“When they do sail and it’s rough people complain, and when they don’t sail because it’s rough people complain,” said Powell River resident Brian Perrin of the Queen of Burnaby.
He said this as he waited for the ferry to dock in Comox Wednesday morning after being stranded in the Valley overnight when the last sailing to Powell River, at 7:15 p.m., was cancelled due to stormy conditions combined with a low tide on Tuesday evening.
While Perrin wasn’t upset about the cancellation, he said he’s heard people complaining about them. But he added that people complain during rough rides when the ferry does sail in bad weather.
The last round trip sailing was also cancelled on Monday evening due to weather conditions, according to BC Ferries Manager of Public Affairs Darin Guenette.

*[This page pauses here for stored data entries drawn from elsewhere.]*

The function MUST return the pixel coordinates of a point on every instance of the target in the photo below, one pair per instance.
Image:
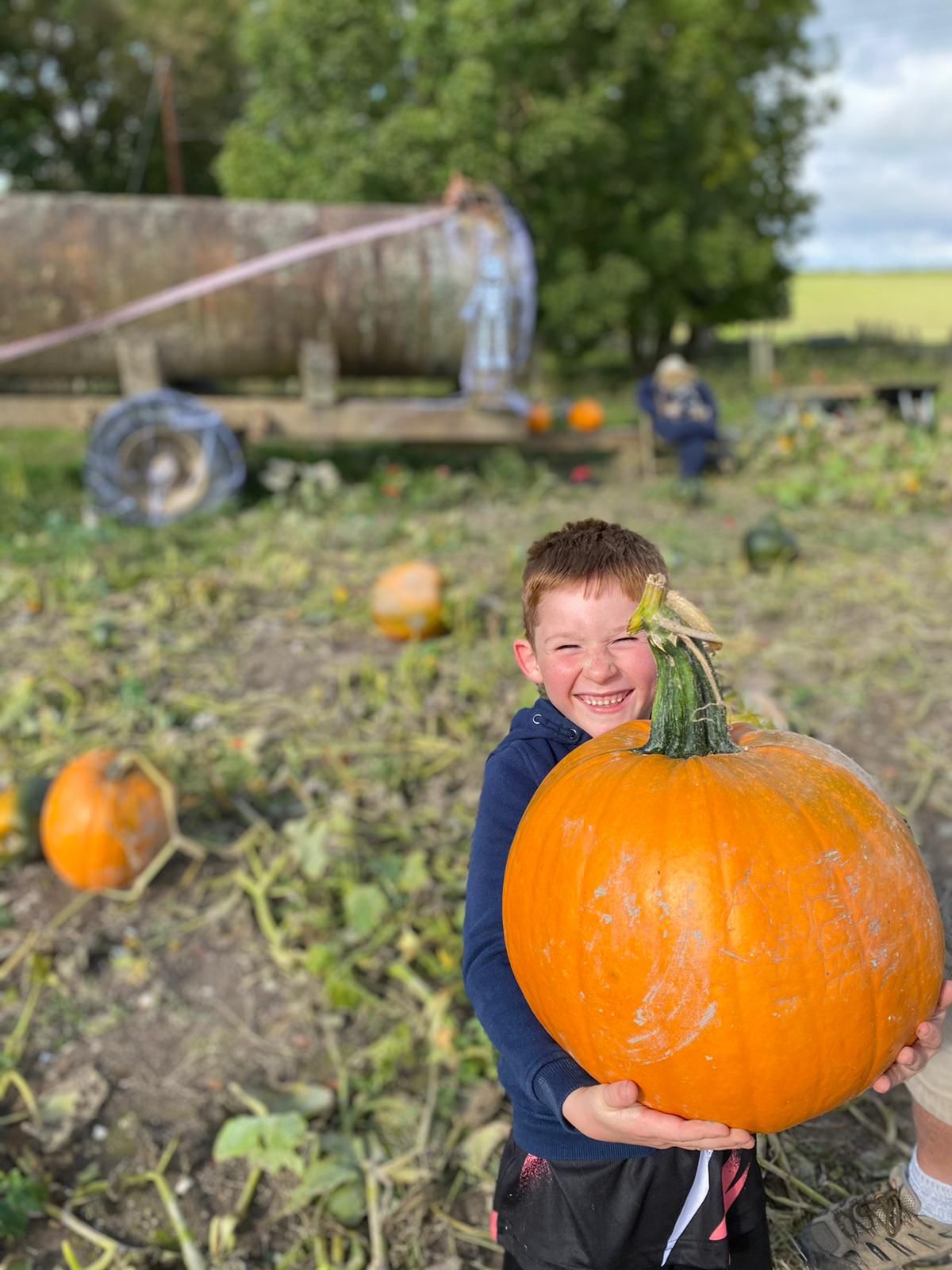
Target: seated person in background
(683, 412)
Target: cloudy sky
(882, 165)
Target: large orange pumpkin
(747, 930)
(406, 601)
(585, 414)
(102, 822)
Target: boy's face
(593, 671)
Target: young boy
(590, 1178)
(587, 1180)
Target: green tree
(654, 146)
(79, 99)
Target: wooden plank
(825, 391)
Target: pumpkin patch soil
(310, 964)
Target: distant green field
(904, 305)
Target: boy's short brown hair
(589, 552)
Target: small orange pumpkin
(539, 417)
(739, 924)
(102, 822)
(406, 601)
(585, 414)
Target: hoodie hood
(545, 722)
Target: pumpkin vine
(689, 717)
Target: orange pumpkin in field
(102, 822)
(406, 601)
(585, 414)
(733, 920)
(539, 417)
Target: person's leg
(911, 1221)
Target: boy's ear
(526, 660)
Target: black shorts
(674, 1208)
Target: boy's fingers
(621, 1094)
(678, 1132)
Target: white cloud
(881, 165)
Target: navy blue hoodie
(535, 1071)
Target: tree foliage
(654, 146)
(79, 102)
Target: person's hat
(674, 370)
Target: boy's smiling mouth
(606, 702)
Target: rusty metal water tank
(390, 308)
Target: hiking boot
(877, 1232)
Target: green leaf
(416, 873)
(309, 841)
(321, 1178)
(21, 1199)
(268, 1142)
(348, 1203)
(365, 906)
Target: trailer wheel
(160, 456)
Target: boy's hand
(913, 1058)
(612, 1113)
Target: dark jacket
(535, 1071)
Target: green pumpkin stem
(689, 718)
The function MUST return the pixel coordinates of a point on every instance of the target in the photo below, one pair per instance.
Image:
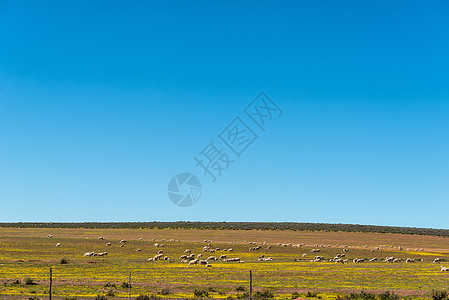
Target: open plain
(288, 264)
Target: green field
(27, 252)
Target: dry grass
(28, 253)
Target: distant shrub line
(239, 226)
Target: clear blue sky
(102, 102)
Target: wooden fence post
(49, 290)
(250, 285)
(129, 286)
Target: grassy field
(27, 252)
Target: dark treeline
(240, 226)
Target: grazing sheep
(265, 259)
(193, 262)
(232, 259)
(255, 248)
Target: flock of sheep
(191, 259)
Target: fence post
(129, 286)
(250, 285)
(49, 291)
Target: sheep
(255, 248)
(158, 256)
(265, 259)
(232, 259)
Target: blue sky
(102, 103)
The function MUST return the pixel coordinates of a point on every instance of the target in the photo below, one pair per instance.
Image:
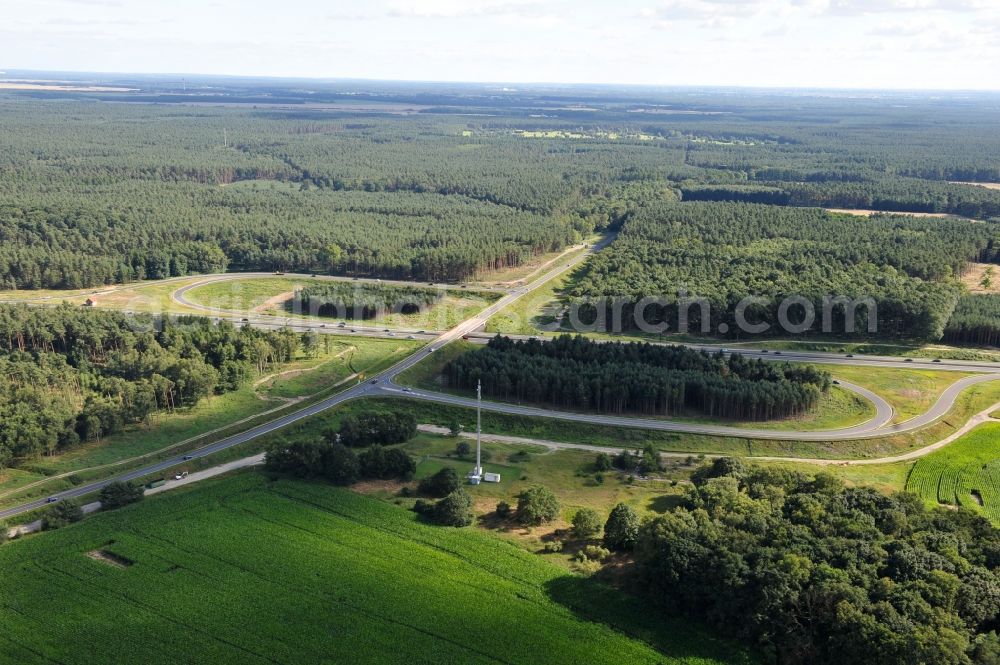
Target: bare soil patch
(987, 185)
(869, 213)
(973, 278)
(110, 558)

Guenette said the number of cancellations due to weather has increased since the implementation of the heavy weather matrix system last year.

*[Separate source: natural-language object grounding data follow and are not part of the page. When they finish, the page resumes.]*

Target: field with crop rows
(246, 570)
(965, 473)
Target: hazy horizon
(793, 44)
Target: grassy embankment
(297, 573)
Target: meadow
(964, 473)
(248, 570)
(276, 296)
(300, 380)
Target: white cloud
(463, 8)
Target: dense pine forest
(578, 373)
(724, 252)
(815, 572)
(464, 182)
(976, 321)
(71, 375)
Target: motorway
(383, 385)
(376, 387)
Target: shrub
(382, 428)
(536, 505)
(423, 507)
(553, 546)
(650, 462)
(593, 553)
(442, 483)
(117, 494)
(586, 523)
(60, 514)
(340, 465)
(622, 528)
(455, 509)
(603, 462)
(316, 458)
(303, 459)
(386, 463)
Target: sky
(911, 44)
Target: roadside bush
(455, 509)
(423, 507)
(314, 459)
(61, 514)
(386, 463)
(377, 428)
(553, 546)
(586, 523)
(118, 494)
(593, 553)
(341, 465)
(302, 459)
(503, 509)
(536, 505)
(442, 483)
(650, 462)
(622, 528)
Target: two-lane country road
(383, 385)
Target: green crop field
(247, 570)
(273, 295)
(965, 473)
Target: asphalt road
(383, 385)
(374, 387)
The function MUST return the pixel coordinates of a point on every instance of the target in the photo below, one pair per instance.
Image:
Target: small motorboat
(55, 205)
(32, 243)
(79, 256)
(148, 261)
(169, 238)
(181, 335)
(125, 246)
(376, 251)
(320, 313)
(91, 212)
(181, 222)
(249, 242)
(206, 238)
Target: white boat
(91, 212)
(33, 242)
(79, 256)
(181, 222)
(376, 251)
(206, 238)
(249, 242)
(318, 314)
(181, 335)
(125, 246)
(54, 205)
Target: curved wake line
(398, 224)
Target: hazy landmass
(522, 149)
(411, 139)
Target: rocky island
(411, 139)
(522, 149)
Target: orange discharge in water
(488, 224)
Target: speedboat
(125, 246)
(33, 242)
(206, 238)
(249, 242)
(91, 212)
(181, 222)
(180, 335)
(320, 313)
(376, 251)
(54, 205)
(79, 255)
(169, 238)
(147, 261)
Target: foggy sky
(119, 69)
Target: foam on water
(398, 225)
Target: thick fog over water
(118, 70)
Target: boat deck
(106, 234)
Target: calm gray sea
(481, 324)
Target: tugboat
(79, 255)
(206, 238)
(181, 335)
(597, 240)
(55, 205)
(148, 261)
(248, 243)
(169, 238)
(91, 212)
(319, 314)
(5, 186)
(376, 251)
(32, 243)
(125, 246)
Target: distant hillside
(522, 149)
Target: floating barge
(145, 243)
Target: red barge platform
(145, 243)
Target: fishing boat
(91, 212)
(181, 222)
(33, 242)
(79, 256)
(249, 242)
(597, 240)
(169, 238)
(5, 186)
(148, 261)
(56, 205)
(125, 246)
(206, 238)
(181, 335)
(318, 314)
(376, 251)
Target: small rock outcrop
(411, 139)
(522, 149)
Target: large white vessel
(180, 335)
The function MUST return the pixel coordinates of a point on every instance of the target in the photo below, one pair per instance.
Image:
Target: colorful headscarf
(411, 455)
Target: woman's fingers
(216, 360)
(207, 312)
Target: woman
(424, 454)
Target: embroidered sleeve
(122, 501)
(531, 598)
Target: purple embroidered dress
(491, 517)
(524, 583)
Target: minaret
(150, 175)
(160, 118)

“It has indeed tended to lead to more frequent cancellations,” said Guenette.
From April 1 to Mar. 31 2009-10, 12 sailings were cancelled, compared to 50 for the same time period in 2010-11 after the system was implemented. From April 1 to Nov. 30 this year, 34 sailings were cancelled.
Guenette said that while the system causes more cancellations, it’s more exact.

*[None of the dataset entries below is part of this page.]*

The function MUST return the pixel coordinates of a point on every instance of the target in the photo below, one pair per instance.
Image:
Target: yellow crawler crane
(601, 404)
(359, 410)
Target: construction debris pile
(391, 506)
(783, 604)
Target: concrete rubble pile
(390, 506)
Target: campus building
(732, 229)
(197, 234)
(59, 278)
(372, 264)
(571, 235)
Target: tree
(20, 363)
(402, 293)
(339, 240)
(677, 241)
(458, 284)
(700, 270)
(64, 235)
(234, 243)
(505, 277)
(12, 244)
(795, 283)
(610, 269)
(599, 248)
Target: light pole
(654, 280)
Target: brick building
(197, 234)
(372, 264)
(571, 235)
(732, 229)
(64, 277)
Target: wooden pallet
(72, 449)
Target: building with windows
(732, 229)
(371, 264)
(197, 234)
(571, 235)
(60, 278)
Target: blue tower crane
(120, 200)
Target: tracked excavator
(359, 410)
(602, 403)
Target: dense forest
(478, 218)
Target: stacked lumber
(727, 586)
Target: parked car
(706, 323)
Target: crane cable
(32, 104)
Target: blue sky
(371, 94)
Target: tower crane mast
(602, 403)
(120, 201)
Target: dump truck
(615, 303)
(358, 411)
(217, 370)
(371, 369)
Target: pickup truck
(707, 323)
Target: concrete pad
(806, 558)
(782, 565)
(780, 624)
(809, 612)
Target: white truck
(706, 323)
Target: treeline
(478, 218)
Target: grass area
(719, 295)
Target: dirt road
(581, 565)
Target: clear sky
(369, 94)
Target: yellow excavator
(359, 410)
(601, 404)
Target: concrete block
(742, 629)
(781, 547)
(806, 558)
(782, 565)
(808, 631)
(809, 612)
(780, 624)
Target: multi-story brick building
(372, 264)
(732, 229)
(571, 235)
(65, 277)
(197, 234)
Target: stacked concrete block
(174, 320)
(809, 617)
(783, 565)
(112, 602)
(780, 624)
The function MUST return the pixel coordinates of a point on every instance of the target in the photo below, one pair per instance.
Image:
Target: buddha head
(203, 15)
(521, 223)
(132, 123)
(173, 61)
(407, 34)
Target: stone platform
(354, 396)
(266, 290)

“It’s a more defined process than just sort of a feeling, or ‘OK well the last sailing was fine on the way over so it should be good back.'”
According to Guenette, the master of the ship uses the system which monitors wind, tide levels and sea state – meaning the height, frequency and spacing of waves – to determine whether it’s safe for the ferry to make the crossing.
“There’s not a cut and dry every time it’s above 35 knots or something you don’t sail; it depends on these other factors,” he explained.
The heavy weather matrix system was implemented partially in response to a “rough sailing” on this route just over a year ago where the boat had to take shelter near Texada Island keeping passengers on board for seven hours, said Guenette.
He said the storm came up quickly and it’s not always easy to tell what the crossing conditions will be like from the shore, as things can be different out on the water.
“If you’re in Comox it might be quite different weather than it is most of the way across to Powell River,” said Guenette. “They (master of the ship) make a call based on what they think the safety of the passengers and crew would be like, and the vessel of course.”